Crossposted from the EA forum

I've been asked variations of this question a few times recently, as I'm studying value drift for my undergraduate thesis, so I thought I would seek out others' thoughts on this.

I suppose part of this depends on how we define value drift. I've seen value drift defined as broadly as changes in values (from the Global Optimum podcast) and as narrowly as becoming less motivated to do altruistic things over time (from Joey Savoie's forum post). While the latter seems almost certainly net-negative, how the former plays out is a little less clear to me.

This leads me to wonder if there might be different kinds of value drift that may be varying degrees of good or bad.


New Answer
New Comment

2 Answers sorted by



I'll open the discussion for the broadest definition of 'value drift' - 'changes in values over time'.

'Good' and 'bad' are only defined relative to some set of values.

A simplistic (but technically correct answer): if you had values A, and then changed to have different values B, from the viewpoint of A this is bad *by definition*, no matter what A and B actually are. And from the viewpoint of B it's good by definition. Values are always optimal according to themselves. (If they're in conflict with one another, there should be a set of optimal balances defined by some meta-values you also need to hold.)
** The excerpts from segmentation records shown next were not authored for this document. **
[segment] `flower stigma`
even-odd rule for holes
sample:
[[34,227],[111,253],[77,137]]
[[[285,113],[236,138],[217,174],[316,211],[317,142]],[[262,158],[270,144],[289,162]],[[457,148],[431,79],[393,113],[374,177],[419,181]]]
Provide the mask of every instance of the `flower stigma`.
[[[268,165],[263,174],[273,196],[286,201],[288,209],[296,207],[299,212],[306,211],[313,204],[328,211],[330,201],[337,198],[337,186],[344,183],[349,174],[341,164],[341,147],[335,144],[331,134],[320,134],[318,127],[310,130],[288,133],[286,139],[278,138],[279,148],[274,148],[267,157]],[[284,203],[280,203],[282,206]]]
A more complex and human-like scenario: you're not perfectly rational. Knowing this, and wanting to achieve a certain goal, it might be useful to "choose" a set of values other than the trivial set "this goal is good", to influence your own future behavior. Just as it can be instrumentally rational to choose some false beliefs (or to omit some true ones), so it can be instrumentally rational to choose a set of values in order to achieve something those values don't actually claim to promote.

A contrived example: you value donating to a certain charity. If you join a local church and become influential, you could convince others to donate to it. You don't actually value the church. If you were perfectly rational, you could perfectly pretend to value it and act to optimize your real values (the charity). But humans tend to be bad at publicly espousing values (or beliefs) without coming to really believe them to some degree. So you'll get value drift towards really caring about the church. But the charity will get more donations than if you hadn't joined. So from the point of view of your original values (charity above all), the expected value drift to (charity + church) is an instrumentally good choice.

Agreed. In the abstract, value drift is just a change over time, within an agent or across a line of replicated agents. And from the point of view of any given set of values, any other set of values is "bad". If the other set were good, the agent would seek to adopt them, right?

So the question really is whether value diversity has meta-value. diversity over time isn't that much different than diversity across agents.



This question requires distinguishing current values from idealized values, and values (in charge) of the world from values of a person. Idealized values is an unchanging and general way of judging situations (the world), including choices that take place there. Current values are an aspect of an actual agent (person) involved in current decisions that are more limited in scope and can't accurately judge many things. By idealizing current values, we obtain idealized values that give a way in which the current values should function.

Most changes in current values change their idealization, but some changes that follow the same path as idealization don't, they only improve ability to judge things in the same idealized way. Value drift is a change in current values that changes their idealization. When current values disagree with idealized current values, their development without value drift eventually makes them agree, fixes their error. But value drift can instead change idealized values to better fit current values, calcifying the error.

Values in charge of the world (values of a singleton AI or of an agentic idealization of humanity) in particular direct what happens to people who live there. From the point of view of any idealized values, including idealized values of particular people (who can't significantly affect the world), it's the current values of the world that matter the most, because they determine what actually happens, and idealized values judge what actually happens.

Unless all people have the same idealized values, the values of the world are different from values of individual people, so value drift in values of the world can change what happens both positively and negatively according to idealized values of individual people. On the other hand, values of the world could approve of value drift in individual people (conflict between people, diversity of personal values over time, disruption of reflective equilibrium in people's reasoning), and so could those individual people, since their personal value drift won't disrupt the course of the world, which is what their idealized values judge. Note that idealized personal values approving of value drift doesn't imply that current personal values do. Finally, idealized values of the world disapprove of value drift in values of the world, since that actually would disrupt the course of the world.